This repository was archived by the owner on Mar 20, 2023. It is now read-only.
Dynamic MPI library built with OpenACC flags result into crash at the end of simulation #674
Open
Description
Describe the issue
When dynamic MPI support is enabled, we build lincorenrnmpi_.so library.
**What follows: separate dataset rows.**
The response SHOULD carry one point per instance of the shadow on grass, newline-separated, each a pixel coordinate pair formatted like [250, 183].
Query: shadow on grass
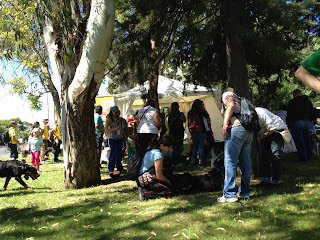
[128, 219]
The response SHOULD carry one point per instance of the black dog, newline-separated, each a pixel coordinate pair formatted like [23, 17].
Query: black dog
[15, 168]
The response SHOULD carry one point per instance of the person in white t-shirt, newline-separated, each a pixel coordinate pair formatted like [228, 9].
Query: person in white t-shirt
[148, 122]
[271, 143]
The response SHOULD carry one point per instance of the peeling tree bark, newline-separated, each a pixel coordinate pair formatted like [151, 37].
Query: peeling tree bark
[79, 81]
[237, 73]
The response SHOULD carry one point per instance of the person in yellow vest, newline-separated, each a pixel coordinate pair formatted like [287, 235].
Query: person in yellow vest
[12, 145]
[56, 142]
[45, 138]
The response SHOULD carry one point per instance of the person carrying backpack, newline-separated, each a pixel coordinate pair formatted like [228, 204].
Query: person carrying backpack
[13, 144]
[237, 149]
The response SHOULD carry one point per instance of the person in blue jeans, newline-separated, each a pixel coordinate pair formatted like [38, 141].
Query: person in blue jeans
[197, 129]
[99, 130]
[176, 129]
[299, 120]
[115, 128]
[271, 145]
[237, 149]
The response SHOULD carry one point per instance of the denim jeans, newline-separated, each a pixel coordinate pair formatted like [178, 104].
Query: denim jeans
[198, 142]
[177, 147]
[115, 157]
[237, 151]
[301, 134]
[271, 151]
[99, 140]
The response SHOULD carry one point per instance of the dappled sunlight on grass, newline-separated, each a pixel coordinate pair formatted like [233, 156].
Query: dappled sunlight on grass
[112, 210]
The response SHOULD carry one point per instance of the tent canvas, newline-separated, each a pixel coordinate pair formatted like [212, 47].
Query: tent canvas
[169, 91]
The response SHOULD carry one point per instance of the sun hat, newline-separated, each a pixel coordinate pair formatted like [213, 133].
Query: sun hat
[114, 108]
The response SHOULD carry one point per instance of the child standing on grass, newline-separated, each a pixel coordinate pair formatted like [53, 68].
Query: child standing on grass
[35, 144]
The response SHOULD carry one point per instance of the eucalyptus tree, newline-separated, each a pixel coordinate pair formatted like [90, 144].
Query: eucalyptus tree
[262, 36]
[68, 44]
[144, 36]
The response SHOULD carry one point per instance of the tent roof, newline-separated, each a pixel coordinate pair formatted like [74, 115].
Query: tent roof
[168, 88]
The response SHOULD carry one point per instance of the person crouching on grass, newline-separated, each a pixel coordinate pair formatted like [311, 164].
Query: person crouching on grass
[35, 144]
[152, 183]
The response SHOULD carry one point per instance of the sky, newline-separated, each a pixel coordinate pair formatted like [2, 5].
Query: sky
[13, 106]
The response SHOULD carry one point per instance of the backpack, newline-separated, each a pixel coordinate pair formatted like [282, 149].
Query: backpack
[134, 164]
[5, 137]
[248, 116]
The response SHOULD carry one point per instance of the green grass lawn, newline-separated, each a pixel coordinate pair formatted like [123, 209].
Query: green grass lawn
[112, 210]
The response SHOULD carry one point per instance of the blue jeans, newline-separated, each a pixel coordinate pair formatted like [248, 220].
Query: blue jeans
[115, 157]
[198, 142]
[99, 140]
[271, 151]
[237, 150]
[301, 134]
[177, 147]
[13, 151]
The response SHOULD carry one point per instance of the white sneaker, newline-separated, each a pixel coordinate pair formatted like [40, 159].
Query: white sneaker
[226, 199]
[266, 180]
[275, 182]
[244, 197]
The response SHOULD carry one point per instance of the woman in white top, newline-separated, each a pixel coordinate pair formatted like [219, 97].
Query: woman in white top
[271, 143]
[148, 122]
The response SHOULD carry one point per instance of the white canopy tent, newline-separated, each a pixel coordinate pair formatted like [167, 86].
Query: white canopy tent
[170, 91]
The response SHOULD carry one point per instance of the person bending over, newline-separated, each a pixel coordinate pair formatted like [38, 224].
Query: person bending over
[152, 183]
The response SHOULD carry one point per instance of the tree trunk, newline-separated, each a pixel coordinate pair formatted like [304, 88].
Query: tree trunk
[82, 166]
[153, 81]
[237, 73]
[80, 78]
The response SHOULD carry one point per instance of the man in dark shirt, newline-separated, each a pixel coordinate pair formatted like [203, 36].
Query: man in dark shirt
[299, 117]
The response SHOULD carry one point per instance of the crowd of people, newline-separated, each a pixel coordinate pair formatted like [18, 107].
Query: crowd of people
[41, 141]
[141, 134]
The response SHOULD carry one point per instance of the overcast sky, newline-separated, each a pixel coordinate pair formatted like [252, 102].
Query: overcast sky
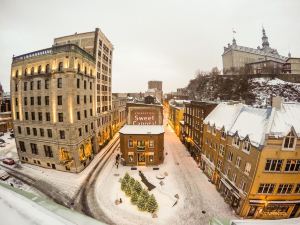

If this library is built with OpenACC flags (e.g. -acc
) then program crashes at the exit handler:
salloc --account=proj16 --partition=prod_p2 --time=08:00:00 --nodes=1 --constraint=v100 --gres=gpu:4 -n 40 --mem 0 --exclusive
module purge
module load unstable nvhpc/21.2 hpe-mpi cuda cmake
git clone --depth 1 [email protected]:neuronsimulator/nrn.git
git clone --depth 1 [email protected]:BlueBrain/CoreNeuron.git
cd CoreNeuron && mkdir BUILD && cd BUILD
cmake -DCORENRN_ENABLE_DYNAMIC_MPI=ON -DCMAKE_CXX_FLAGS="-acc" -DCMAKE_C_COMPILER=nvc -DCMAKE_CXX_COMPILER=nvc++ -DCMAKE_CUDA_COMPILER=nvcc ..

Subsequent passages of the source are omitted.